SELECT Bin, StockCode, Sum(Qty) as Qty, CAST(PutDateText AS DATE) as PutDate, GETDATE() as VerDate, LPN
    FROM OPENJSON(@json)
    WITH (
        Bin VARCHAR(20) '$.Bin',
        StockCode VARCHAR(30) '$.StockCode',
        Qty DECIMAL(18,6) '$.Qty',
        PutDateText VARCHAR(20) '$.PutDate',
        LPN VARCHAR(50) '$.LPN'
        )
WHERE Bin <> 'DEFAULT'
GROUP BY StockCode, Bin, CAST(PutDateText AS DATE), LPN

Personally, I'd use a CTE to shred the JSON into a tabular format, then construct my query using the CTE to do the aggregates. This feels a bit "cleaner" to me and allows me to use the alias names wherever I want. This has an advantage of not having to repeat function calls & keep them in perfect unison between SELECT & GROUP BY:

WITH JsonTable AS (
    SELECT Bin, StockCode, Qty, CAST(PutDate AS DATE) as PutDate, LPN
        FROM OPENJSON(@json)
        WITH (
            Bin VARCHAR(20) '$.Bin',
            StockCode VARCHAR(30) '$.StockCode',
            Qty DECIMAL(18,6) '$.Qty',
            PutDate VARCHAR(20) '$.PutDate',
            LPN VARCHAR(50) '$.LPN'
            )
)
INSERT INTO warehouse (Bin, StockCode, Qty, PutDate, VerDate, LPN)
SELECT Bin, 
        StockCode, 
        SUM(Qty) as Qty, 
        PutDate, 
        GETDATE() AS VerDate, 
        LPN
FROM JsonTable
WHERE Bin <> 'DEFAULT'
GROUP BY StockCode, Bin, PutDate, LPN;

But you could also use an inline subquery in much the same way.

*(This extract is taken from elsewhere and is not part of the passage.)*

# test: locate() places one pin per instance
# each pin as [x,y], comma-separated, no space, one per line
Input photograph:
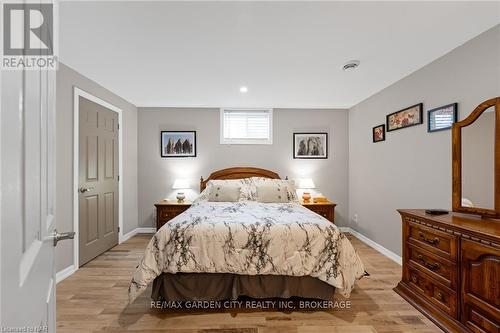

INSERT INTO warehouse (Bin, StockCode, Qty, PutDate, VerDate, LPN)
SELECT Bin, StockCode, Sum(Qty) as Qty, CAST(PutDate AS DATE) as PutDate, GETDATE() as VerDate, LPN
FROM (
        SELECT Bin, StockCode, Qty, CAST(PutDate AS DATE) as PutDate, LPN
            FROM OPENJSON(@json)
            WITH (
                Bin VARCHAR(20) '$.Bin',
                StockCode VARCHAR(30) '$.StockCode',
                Qty DECIMAL(18,6) '$.Qty',
                PutDate VARCHAR(20) '$.PutDate',
                LPN VARCHAR(50) '$.LPN'
                )
    ) AS x
WHERE Bin <> 'DEFAULT'
GROUP BY StockCode, Bin, PutDate, LPN;
4
  • thanks so much, this solves the issue. I need to get a better feel for abstraction layers. I actually had already started working the CTE method but I'm finding I can't make a second DML call referencing that CTE. A few search suggest that you can only use a CTE once, which doesn't make sense to me. Isn't the point of it that it to be 'common'ly used?
    – hap76
    Commented Jan 25, 2022 at 19:41
  • I tried to follow the INSERT with an UPDATE on another table: UPDATE UserReceivedQty SET UserReceivedQty.ReceivedQty = UserReceivedQty.ReceivedQty - ( SELECT Sum(Qty) FROM json_results WHERE UserReceivedQty.StockCode = json_results.StockCode GROUP BY StockCode, Bin, PutDate, LPN )
    – hap76
    Commented Jan 25, 2022 at 19:54
  • The CTE is a clause as part of a statement. If you need to have both an INSERT statement and an UPDATE statement, both statements would need CTEs. Depending on your scenario, you might shred the JSON into a #temp table and reference that. Depending on your actual workload, the "best" answer will vary with the trade offs of shredding JSON multiple times vs persisting to a #temp table & using the pre-shredded table
    – AMtwo
    Commented Jan 25, 2022 at 22:58
  • Ah I see- it's for use/reuse within a statement. Not to be used by multiple statements. Thanks for taking the time to clarify this for me.